Но экспансия этих тенденций встречала на своем пути ряд трудноодолимых барьеров.
Даже весьма действенный нередко прагматизм политики Москвы по отношению и к кавказским, например, мусульманам31, и к таким могущественным державам, как Османская и Сефевидская, не смог:
– ни структурно, ни функционально поколебать едва ли не всестороннее влияние негативных по отношению к исламу абсолютистски сформулированных постулатов, мифоконструирующих ключевых сигналов и символов;
– добиться серьезного сдвига соответствующих парадигм;
– легитимизировать такую коммуникационную культуру, такое когнитивное единомыслие, такие объяснительные модели, которые позволили бы прочней войти в духовный мир русского общества XV–XVI вв. «Неслыханного» и «Невиданного». Бесспорно, одну из наиболее весомых причин этому надо искать в характерной для подданных московского монарха авторитарной картине мира. Она, впрочем, еще и патерналистична: и отец, и «духовный пастырь», и все те, кто объемлется категорией «власть» – особенно, конечно, великий князь32, – принимаются индивидом как наиболее последовательное воплощение субстанциальной связи с Абсолютом. Поэтому любой носитель патерналистского авторитета воспринят как своего рода сверхъестественное существо, заслуживающее той или иной степени экстатического поклонения.

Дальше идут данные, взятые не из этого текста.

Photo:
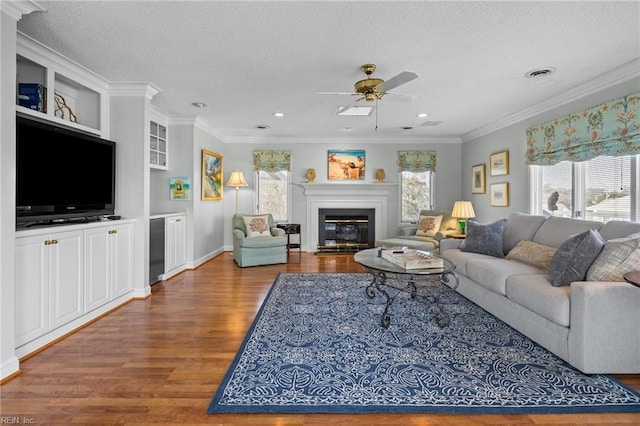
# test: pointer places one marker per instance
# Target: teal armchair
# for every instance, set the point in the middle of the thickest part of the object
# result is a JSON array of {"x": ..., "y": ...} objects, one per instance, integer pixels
[{"x": 257, "y": 241}]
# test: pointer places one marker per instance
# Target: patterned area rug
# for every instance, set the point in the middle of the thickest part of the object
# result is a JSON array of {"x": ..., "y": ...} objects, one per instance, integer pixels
[{"x": 317, "y": 346}]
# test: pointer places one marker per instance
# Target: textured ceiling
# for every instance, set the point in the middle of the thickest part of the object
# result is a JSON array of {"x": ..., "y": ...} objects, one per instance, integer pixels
[{"x": 246, "y": 60}]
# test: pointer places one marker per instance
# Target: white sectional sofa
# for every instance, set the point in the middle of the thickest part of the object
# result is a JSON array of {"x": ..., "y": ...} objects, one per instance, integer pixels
[{"x": 594, "y": 325}]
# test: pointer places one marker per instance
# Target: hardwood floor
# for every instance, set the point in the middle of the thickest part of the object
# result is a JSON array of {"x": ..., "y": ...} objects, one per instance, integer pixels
[{"x": 160, "y": 360}]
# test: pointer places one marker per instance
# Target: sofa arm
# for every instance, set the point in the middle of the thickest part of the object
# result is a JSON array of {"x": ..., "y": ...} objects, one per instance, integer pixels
[
  {"x": 238, "y": 234},
  {"x": 604, "y": 334}
]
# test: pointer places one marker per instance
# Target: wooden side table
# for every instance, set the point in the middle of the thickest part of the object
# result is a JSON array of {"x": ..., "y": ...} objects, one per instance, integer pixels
[
  {"x": 632, "y": 277},
  {"x": 291, "y": 229}
]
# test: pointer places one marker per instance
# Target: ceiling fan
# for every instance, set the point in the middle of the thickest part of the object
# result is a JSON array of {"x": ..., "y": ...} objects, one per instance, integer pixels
[{"x": 372, "y": 89}]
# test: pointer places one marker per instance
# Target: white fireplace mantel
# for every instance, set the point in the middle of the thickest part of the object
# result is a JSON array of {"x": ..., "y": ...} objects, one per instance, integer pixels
[{"x": 346, "y": 195}]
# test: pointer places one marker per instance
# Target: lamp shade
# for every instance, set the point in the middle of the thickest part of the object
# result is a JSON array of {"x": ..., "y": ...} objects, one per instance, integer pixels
[
  {"x": 237, "y": 179},
  {"x": 463, "y": 210}
]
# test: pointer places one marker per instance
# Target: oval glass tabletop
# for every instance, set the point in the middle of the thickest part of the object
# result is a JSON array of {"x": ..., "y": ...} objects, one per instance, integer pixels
[{"x": 369, "y": 259}]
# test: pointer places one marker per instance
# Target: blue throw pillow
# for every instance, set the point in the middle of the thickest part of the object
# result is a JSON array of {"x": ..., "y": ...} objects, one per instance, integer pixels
[
  {"x": 574, "y": 257},
  {"x": 485, "y": 239}
]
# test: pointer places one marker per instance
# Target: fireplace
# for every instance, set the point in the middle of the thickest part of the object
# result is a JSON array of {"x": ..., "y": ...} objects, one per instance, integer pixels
[{"x": 345, "y": 230}]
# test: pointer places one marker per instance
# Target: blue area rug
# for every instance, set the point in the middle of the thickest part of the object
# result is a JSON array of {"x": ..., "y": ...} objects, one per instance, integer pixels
[{"x": 316, "y": 346}]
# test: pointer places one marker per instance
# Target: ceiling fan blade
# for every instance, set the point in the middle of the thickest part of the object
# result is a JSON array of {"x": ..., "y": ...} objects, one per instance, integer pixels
[
  {"x": 398, "y": 80},
  {"x": 336, "y": 93}
]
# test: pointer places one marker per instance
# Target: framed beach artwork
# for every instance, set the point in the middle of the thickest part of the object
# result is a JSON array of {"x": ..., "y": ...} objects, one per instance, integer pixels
[
  {"x": 499, "y": 163},
  {"x": 478, "y": 179},
  {"x": 345, "y": 164},
  {"x": 499, "y": 194},
  {"x": 180, "y": 188},
  {"x": 211, "y": 176}
]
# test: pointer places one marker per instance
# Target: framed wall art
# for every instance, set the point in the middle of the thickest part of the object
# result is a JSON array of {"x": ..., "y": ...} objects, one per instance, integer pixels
[
  {"x": 211, "y": 176},
  {"x": 478, "y": 179},
  {"x": 499, "y": 163},
  {"x": 345, "y": 165},
  {"x": 499, "y": 194},
  {"x": 180, "y": 188}
]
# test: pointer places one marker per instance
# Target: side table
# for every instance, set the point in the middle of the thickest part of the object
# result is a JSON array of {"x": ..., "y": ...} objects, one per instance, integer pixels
[
  {"x": 291, "y": 229},
  {"x": 632, "y": 277}
]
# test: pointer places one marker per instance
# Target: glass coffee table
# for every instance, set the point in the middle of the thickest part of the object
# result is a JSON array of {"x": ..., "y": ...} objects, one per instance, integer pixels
[{"x": 391, "y": 280}]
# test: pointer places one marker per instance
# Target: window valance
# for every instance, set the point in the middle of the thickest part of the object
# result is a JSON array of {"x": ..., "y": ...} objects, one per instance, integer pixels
[
  {"x": 417, "y": 161},
  {"x": 609, "y": 129},
  {"x": 272, "y": 161}
]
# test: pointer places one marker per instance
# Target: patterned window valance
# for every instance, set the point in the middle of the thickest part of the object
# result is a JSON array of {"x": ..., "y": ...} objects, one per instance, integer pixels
[
  {"x": 607, "y": 129},
  {"x": 417, "y": 161},
  {"x": 272, "y": 161}
]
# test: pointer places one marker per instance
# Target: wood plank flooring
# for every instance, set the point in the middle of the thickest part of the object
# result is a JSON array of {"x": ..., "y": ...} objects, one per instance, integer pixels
[{"x": 160, "y": 360}]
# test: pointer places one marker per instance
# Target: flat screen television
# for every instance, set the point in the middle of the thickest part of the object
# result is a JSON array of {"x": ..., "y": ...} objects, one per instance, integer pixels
[{"x": 62, "y": 174}]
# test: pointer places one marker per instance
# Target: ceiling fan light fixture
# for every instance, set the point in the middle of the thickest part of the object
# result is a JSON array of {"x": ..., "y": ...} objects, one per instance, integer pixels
[{"x": 540, "y": 72}]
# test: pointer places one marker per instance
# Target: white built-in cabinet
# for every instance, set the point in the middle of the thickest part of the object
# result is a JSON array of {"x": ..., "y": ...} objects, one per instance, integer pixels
[
  {"x": 49, "y": 282},
  {"x": 67, "y": 276},
  {"x": 108, "y": 254},
  {"x": 175, "y": 256},
  {"x": 72, "y": 97}
]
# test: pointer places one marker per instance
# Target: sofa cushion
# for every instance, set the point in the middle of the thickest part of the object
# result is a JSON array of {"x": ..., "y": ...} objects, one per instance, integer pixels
[
  {"x": 485, "y": 238},
  {"x": 520, "y": 226},
  {"x": 618, "y": 229},
  {"x": 556, "y": 230},
  {"x": 574, "y": 257},
  {"x": 428, "y": 226},
  {"x": 257, "y": 226},
  {"x": 534, "y": 293},
  {"x": 533, "y": 254},
  {"x": 618, "y": 256},
  {"x": 492, "y": 273}
]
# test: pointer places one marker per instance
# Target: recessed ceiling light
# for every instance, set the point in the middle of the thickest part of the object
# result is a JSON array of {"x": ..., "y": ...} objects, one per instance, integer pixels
[
  {"x": 355, "y": 110},
  {"x": 540, "y": 72}
]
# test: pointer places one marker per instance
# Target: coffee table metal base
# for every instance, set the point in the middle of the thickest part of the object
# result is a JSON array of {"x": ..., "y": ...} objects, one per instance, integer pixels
[{"x": 380, "y": 284}]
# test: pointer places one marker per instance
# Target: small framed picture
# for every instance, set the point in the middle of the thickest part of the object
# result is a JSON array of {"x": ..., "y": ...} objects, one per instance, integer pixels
[
  {"x": 499, "y": 194},
  {"x": 211, "y": 176},
  {"x": 345, "y": 165},
  {"x": 180, "y": 188},
  {"x": 499, "y": 163},
  {"x": 478, "y": 178}
]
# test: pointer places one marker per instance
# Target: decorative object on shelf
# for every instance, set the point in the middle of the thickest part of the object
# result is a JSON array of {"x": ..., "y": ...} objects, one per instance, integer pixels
[
  {"x": 499, "y": 163},
  {"x": 311, "y": 175},
  {"x": 346, "y": 165},
  {"x": 64, "y": 108},
  {"x": 478, "y": 179},
  {"x": 499, "y": 194},
  {"x": 180, "y": 188},
  {"x": 32, "y": 96},
  {"x": 237, "y": 179},
  {"x": 211, "y": 176},
  {"x": 463, "y": 210}
]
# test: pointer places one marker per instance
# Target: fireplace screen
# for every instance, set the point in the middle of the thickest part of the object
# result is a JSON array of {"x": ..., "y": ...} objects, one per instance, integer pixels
[{"x": 345, "y": 230}]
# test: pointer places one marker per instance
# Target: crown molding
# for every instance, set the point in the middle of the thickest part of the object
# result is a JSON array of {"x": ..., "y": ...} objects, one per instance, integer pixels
[
  {"x": 134, "y": 89},
  {"x": 618, "y": 75},
  {"x": 17, "y": 9}
]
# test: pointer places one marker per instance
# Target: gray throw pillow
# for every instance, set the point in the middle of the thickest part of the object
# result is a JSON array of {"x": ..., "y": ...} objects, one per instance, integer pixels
[
  {"x": 485, "y": 239},
  {"x": 574, "y": 257}
]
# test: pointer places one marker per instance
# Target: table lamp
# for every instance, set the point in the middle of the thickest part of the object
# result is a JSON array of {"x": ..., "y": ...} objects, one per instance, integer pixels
[
  {"x": 237, "y": 179},
  {"x": 463, "y": 210}
]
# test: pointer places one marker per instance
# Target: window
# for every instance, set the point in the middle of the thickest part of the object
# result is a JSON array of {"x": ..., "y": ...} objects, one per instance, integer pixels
[
  {"x": 416, "y": 193},
  {"x": 602, "y": 189},
  {"x": 273, "y": 194}
]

И в последующие эпохи можно с уверенностью фиксировать фактически всеобщую приверженность даже считавшихся самыми передовыми писателей, поэтов, мыслителей к политической и эстетической символике «азиатогенного» – или «азиатоподобного» – деспотизма33 и вообще к социокультурным моделям, сводящим до предела практически любую гуманистическо-нндивидуалистичес-кую альтернативу34. И потому не случайно в русской культуре так долго отсутствовали целостные определения личности, заменяясь мозаикой отдельных понятий, принципов и априорных схем. Лишь в этом плане можно говорить об определенной конгениальности русской культуры не западным (и особенно постренессансным, ориентированным на прямое самораскрытие и полную самореализацию сущностных сил субъекта), а «азиатским теориям личности» с их акцентом на «корпоративное благосостояние», экзистенциальную ясность, интуитивную логику и т. п.35.
Таковы глубинные основы равнения типичного представителя Russia Mediaevalis на спаянную узами внутренней дисциплины, солидарности, взаимовыручки и взаимной любви замкнутую группу – на свой же собственный «народ-богоносец». Программируется, следовательно, «двойной стандарт» – индивидуального и коллективного поведения: «свои» – объект поддержки, внимания, самопожертвования; «чужие» – неприязни и подозрения36.
Но в любом случае личность оказывалась под сокрушающим прессом господствовавшего в России XVI в. социального отчуждения37. Оно и порождает болезненные явления психологического, морального расщепления. В морально-психологической структуре личностного сознания доминировало ощущение трагичности бытия, метафизической «заброшенности» в мире. Как свое необходимое духовное дополнение оно, это ощущение, порождало различного рода иррациональные фобии, в первую очередь обращенные против любых форм иноверия.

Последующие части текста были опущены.